The New York Fed took over negotiations between AIG and the banks in November 2008 as losses on the swaps, which were contracts tied to subprime home loans, threatened to swamp the insurer weeks after its taxpayer-funded rescue. The regulator decided that Goldman Sachs and more than a dozen banks would be fully repaid for $62.1 billion of the swaps, prompting lawmakers to call the AIG rescue a “backdoor bailout” of financial firms.
Bloomberg broke this story several months ago, which prompted Issa to start looking for a paper trail. You might remember that Neil Barofsky, the TARP-spector general, took the Fed’s handling of the AIG failout to task as well:
“Federal Reserve officials provided AIG’s counterparties with tens of billions of dollars they likely would have not otherwise received,” Barofsky wrote in a Nov. 17 report. “The default position, whenever government funds are deployed in a crisis to support markets or institutions, should be that the public is entitled to know what is being done with government funds.”

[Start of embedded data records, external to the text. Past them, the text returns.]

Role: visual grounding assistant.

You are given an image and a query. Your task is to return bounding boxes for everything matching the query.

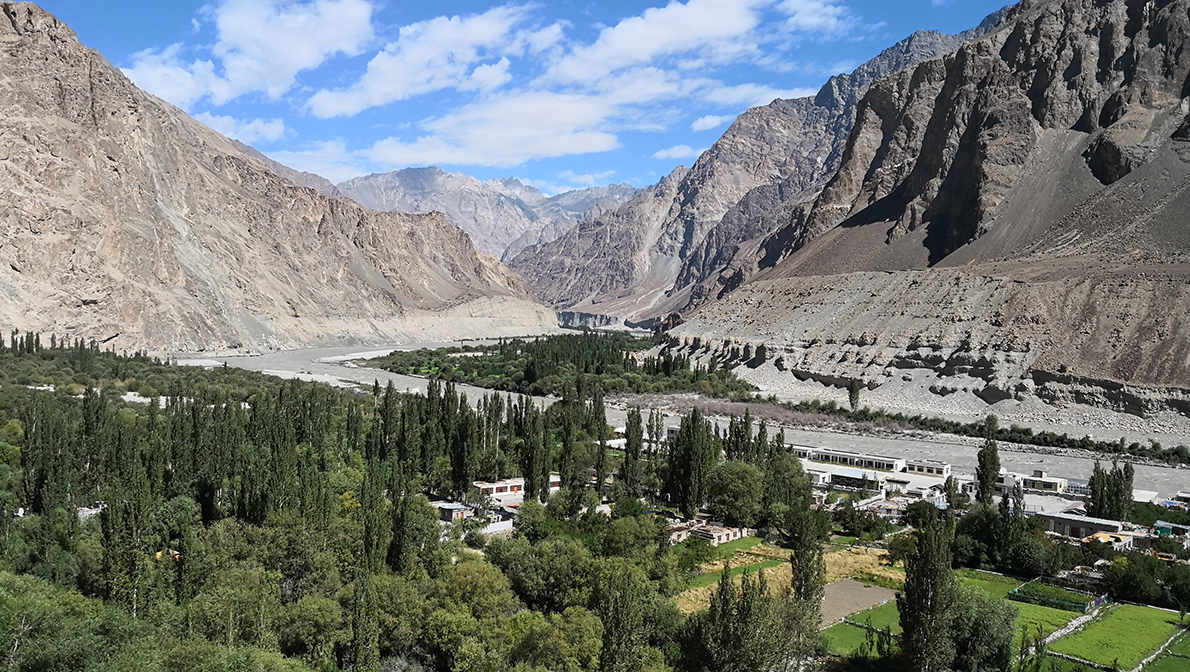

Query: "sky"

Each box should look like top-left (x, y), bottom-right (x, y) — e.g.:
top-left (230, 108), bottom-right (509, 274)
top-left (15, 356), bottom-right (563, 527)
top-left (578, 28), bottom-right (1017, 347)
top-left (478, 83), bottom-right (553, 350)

top-left (38, 0), bottom-right (1010, 193)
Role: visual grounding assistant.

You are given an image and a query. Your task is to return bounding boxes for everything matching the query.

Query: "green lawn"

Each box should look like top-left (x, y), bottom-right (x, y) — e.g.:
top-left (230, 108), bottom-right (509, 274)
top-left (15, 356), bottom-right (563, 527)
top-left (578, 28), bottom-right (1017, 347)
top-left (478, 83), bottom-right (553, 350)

top-left (687, 558), bottom-right (784, 589)
top-left (1013, 602), bottom-right (1079, 645)
top-left (1050, 605), bottom-right (1183, 670)
top-left (830, 535), bottom-right (858, 545)
top-left (847, 600), bottom-right (902, 634)
top-left (713, 536), bottom-right (764, 557)
top-left (824, 623), bottom-right (872, 656)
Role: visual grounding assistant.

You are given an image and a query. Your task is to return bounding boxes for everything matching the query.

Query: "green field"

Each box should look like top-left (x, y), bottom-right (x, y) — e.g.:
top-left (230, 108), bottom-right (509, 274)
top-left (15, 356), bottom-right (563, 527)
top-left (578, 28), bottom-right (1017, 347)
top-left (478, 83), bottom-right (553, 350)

This article slaps a $13 billion number on the difference between the discount AIG was expecting and the full value that the Fed had them cough up, which I keep forgetting is a lot of money because that $700bn number they’ve been bandying about for the last year makes everything look like small potatoes. Anyway, with as much as Timmay apparently liked to meddle I guess the next e-mails to be released will say something about him bringing cookies to Robert Willumstad’s office and complaining about how he’ll never meet a good bank this way, so at least those will be fun to read.